Desde a minha última entrada no blog (na qual eu mostrei que a Secretária de Imprensa da Casa Branca, Spicer estava descaradamente mentindo do tamanho da multidão inaugural de Trump), Spicer negou tais acusações e, em vez disso, insistiu que ele estava apenas interpretando os dados de forma diferente. Deixe-me citar o que ele disse para Sean Hannity na noite de terça-feira (1-14-16).

White House
Fonte: Casa Branca

"A imprensa estava tentando fazer parecer que estávamos ignorando os fatos. Os fatos são, às vezes, quando você olha para uma situação, [você pode vê-lo] da mesma forma que você pode olhar para um relatório meteorológico. Um relatório meteorológico sai e diz que vai estar nublado, e outro diz que vai haver chuva leve. Ninguém mentiu para você. Isso significa que você interpretou os dados de uma maneira que você sentiu que conseguiu chegar a uma conclusão. Nós não estávamos, de modo algum, tentando enganar ninguém. Pedimos um conjunto de fatos. Pensamos que o grupo [que forneceu números de passageiros de metrô] e os fatos que nos damos naquele momento eram precisos. Como qualquer outra coisa, não são fatos alternativos. Há – às vezes você pode assistir duas estações diferentes e obter dois relatórios meteorológicos diferentes. Isso não significa que a estação estava mentindo para você. E a imprensa pareceu estar ignorando os fatos. Se você adicionar o número de pessoas que assistiram [a inauguração] on-line, no Twitter, Twitter Live, Facebook Live, no YouTube, quebrou todos os tipos de registros. Você combina isso com o que a Fox fez on-line, quantas pessoas transmitiram, 31 milhões de pessoas assistiram nas redes de transmissão. Combine tudo isso ".

Por onde começar?

Há algumas coisas a serem observadas aqui.
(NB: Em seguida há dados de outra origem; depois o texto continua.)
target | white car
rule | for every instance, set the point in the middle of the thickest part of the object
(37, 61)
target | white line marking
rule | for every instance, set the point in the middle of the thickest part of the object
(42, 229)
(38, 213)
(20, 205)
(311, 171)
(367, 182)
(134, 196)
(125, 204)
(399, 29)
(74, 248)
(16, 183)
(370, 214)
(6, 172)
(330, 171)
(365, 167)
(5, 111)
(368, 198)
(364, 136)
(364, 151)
Primeiro, embora ele nunca reconheça, suas observações implicam que ele agora sabe que os números que ele deu sobre quantas pessoas usaram o metro DC estavam erradas. Ele afirmou falsamente que 420 mil usaram o metrô no dia da inauguração de Trump, enquanto apenas 317 mil fizeram por Obama. (Os números reais relevantes são 570,557 para Trump e 1,100,000 para o primeiro de Obama.) Que ele não admite o erro em uma entrevista, onde ele parece estar tentando reivindicar que ele não estava mentindo, mas estava enganado, é bastante surpreendente. O que é realmente perturbador, no entanto, é que ele está achando culpa na imprensa por ter dito que ele mentiu.

Sem fornecer fontes, ele puxou estatísticas falsas que as pessoas sabiam eram falsas quando ele as entregava e então não fazia nenhuma pergunta. O que a imprensa deveria concluir? Que ele estava adivinhando? Que era um erro de digitação? Seu papel estava de cabeça para baixo? Que foi uma piada? Alguém falando para o presidente sempre deve estar tão certo como pode ser sobre o que eles dizem. É a principal função da imprensa falar a verdade ao poder – prender os pés ao fogo e chamar mentiras e falsidades quando são proferidas. A imprensa dizendo que Spicer estava mentindo quando gritava com raiva verificadamente falsas estatísticas e informações neles não estão sendo tendenciosas – essa é a imprensa fazendo seu trabalho.

Em segundo lugar, quando Spicer disse, no sábado, "Essa foi a maior audiência para testemunhar uma inauguração, período, tanto em pessoa como em todo o mundo", o contexto (e a evidência que ele apresentou) deixou claro que ele quis dizer que a inauguração do Trump desencadeou os dois (a) uma multidão maior para o shopping nacional do que qualquer outra inauguração e (b) uma audiência de mídia maior do que qualquer outra inauguração. [i] Na entrevista acima no entanto, provavelmente porque esta mentira foi exposta, Spicer parecia querer mudar a significado do que ele disse para "quando você conta com aqueles que viram isso pessoalmente e na mídia, mais pessoas viram essa inauguração como aconteceu do que qualquer inauguração anteriormente".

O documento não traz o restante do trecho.